Short Rib barrio Tacos:
- 5 to 7 lbs. of teXga short ribs, thawed
- Olive oil
- Fajita seasoning
- 5-7 dried peppers for adobo sauce creation
- 10 garlic gloves
- 1 white onion diced
- 1.5 TBS of better than bouillon garlic paste
- 3 cups beef broth
- 1 cup white vinegar
- 1/2 tsp cumin
- 1 TBS Mexican Oregano
- 1 TBS Mexican Cinnamon
- 1, 6oz. can tomato paste
- 3 bay leaves
- Salt & Pepper
- Drizzle short ribs with olive oil and cover in your favorite seasoning
- Sear all sides of your short ribs. It just takes few minutes.
- Next you make a chili pepper /adobo sauce that you’ll braise your short ribs in.
- We picked up a bag of dried peppers at Wal Mart (5 peppers). Be sure to cut the stems off and try to get as many of the seeds out too to limit the heat of the sauce.
- Cook down peppers for 10 mins with 10 cloves of garlic and 1 cups of water and 1 cup of beef broth (add more broth if needed)
Then pour peppers into a blender and add:
2 cups beef stock
1 cup white vinegar
1 diced onion
1/2 teaspoon cumin
1 TBS oregano
1 TBS cinnamon
1 6 oz can tomato paste
3 bay leaves
*Extra: I’d add a spoon of the ‘better than bullion garlic’ to the blend!
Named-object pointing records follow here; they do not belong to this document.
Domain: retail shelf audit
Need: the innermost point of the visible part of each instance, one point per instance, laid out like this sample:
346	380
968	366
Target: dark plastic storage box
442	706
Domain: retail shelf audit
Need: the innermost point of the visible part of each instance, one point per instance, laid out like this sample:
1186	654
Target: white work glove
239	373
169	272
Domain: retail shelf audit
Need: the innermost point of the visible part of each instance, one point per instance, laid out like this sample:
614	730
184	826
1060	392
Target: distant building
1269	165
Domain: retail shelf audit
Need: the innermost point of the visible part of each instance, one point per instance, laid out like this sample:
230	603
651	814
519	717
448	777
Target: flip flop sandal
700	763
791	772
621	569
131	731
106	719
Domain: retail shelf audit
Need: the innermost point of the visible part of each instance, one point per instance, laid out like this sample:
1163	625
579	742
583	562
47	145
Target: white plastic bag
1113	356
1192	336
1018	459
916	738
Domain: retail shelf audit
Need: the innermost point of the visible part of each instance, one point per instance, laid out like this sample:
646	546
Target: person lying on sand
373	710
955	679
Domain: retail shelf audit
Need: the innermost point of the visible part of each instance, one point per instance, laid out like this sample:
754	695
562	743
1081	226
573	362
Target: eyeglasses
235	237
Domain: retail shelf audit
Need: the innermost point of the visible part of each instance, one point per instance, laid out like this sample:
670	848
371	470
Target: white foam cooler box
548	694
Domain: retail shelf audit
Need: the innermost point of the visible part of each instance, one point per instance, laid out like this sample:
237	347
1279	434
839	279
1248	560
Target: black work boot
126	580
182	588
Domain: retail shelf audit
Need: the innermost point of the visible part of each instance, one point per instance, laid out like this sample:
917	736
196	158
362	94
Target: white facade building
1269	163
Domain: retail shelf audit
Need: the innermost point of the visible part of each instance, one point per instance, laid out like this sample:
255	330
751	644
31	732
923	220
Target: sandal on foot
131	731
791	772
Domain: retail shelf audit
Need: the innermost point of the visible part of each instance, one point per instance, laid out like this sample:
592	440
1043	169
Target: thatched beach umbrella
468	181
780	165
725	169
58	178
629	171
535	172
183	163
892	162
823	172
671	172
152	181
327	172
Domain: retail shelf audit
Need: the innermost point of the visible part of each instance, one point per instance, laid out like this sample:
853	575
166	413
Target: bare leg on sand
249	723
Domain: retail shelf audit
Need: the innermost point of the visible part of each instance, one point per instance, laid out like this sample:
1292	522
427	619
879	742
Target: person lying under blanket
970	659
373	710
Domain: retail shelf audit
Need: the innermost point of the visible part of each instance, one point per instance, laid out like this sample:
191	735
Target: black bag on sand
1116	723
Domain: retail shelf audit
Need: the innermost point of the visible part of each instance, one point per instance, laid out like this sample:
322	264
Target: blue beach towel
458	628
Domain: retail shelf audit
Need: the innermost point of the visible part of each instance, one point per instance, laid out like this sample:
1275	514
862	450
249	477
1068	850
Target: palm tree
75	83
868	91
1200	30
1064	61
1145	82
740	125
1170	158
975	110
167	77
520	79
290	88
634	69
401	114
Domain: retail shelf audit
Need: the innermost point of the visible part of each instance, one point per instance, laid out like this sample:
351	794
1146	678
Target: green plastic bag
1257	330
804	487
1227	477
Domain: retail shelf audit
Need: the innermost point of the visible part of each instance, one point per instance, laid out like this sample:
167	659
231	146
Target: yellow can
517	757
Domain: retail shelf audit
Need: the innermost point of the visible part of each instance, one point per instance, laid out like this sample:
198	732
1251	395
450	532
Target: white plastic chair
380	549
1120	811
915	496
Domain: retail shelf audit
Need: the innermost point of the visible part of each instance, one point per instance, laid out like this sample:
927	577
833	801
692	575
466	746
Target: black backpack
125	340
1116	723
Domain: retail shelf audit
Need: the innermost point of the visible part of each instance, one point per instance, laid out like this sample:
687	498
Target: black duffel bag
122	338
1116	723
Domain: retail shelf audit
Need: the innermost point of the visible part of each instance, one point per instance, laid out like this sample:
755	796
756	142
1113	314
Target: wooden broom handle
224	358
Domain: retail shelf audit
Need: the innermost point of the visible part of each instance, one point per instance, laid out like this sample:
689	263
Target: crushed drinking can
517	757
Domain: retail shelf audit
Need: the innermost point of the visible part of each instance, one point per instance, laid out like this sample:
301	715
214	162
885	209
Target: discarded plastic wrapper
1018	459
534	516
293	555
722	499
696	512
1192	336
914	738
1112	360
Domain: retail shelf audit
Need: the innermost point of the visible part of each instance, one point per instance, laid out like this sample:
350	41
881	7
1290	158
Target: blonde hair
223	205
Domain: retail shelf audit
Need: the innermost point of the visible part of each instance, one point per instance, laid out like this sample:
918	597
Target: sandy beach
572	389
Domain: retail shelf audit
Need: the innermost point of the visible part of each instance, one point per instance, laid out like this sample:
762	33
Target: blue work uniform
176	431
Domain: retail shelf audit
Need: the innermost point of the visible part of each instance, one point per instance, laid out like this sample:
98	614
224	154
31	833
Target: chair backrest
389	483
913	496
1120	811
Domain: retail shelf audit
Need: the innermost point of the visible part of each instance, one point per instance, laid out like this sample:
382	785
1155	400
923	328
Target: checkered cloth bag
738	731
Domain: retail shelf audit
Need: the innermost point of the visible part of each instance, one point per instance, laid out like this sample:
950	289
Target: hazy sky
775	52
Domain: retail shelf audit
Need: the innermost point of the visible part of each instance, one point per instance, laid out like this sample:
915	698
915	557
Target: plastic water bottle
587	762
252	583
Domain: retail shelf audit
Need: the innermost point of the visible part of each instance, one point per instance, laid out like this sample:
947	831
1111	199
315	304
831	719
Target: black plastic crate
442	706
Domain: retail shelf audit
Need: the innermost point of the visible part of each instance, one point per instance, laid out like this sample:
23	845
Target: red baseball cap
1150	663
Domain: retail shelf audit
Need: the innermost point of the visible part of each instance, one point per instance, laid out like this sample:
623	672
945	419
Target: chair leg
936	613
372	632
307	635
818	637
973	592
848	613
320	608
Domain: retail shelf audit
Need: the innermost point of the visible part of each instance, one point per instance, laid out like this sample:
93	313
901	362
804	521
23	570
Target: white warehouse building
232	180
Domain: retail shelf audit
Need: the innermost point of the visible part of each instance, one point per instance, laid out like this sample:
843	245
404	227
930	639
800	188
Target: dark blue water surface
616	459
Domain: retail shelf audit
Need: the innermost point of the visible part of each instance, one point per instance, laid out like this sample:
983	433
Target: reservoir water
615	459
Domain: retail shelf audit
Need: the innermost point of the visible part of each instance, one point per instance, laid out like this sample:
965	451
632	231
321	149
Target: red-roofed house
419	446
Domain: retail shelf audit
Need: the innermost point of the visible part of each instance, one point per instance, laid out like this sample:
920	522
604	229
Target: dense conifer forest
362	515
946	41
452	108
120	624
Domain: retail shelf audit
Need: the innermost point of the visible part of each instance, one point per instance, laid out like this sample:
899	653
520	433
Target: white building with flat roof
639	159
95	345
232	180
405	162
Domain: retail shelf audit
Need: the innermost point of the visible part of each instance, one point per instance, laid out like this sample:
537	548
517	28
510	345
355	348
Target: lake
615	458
It just adds an additional depth of savory, salty flavor to the sauce.
Then add your seared short ribs back to a dutch oven and pour your adobe sauce over it and cook over low heat.
Check short ribs once a hour for 3 to four hours. Make sure you do not run out of liquid in your braise!
Then pull your short rib off the stove top, debone and shred.
*Don’t throw away your adobo sauce yet! Using a Blackstone or flat cook top, dip your corn tortillas in the adobo sauce and put them on the flat top. Then top with your short rib, Mexican cheese,& cilantro. Fold the tortilla over to make a taco and so that all cheese melts.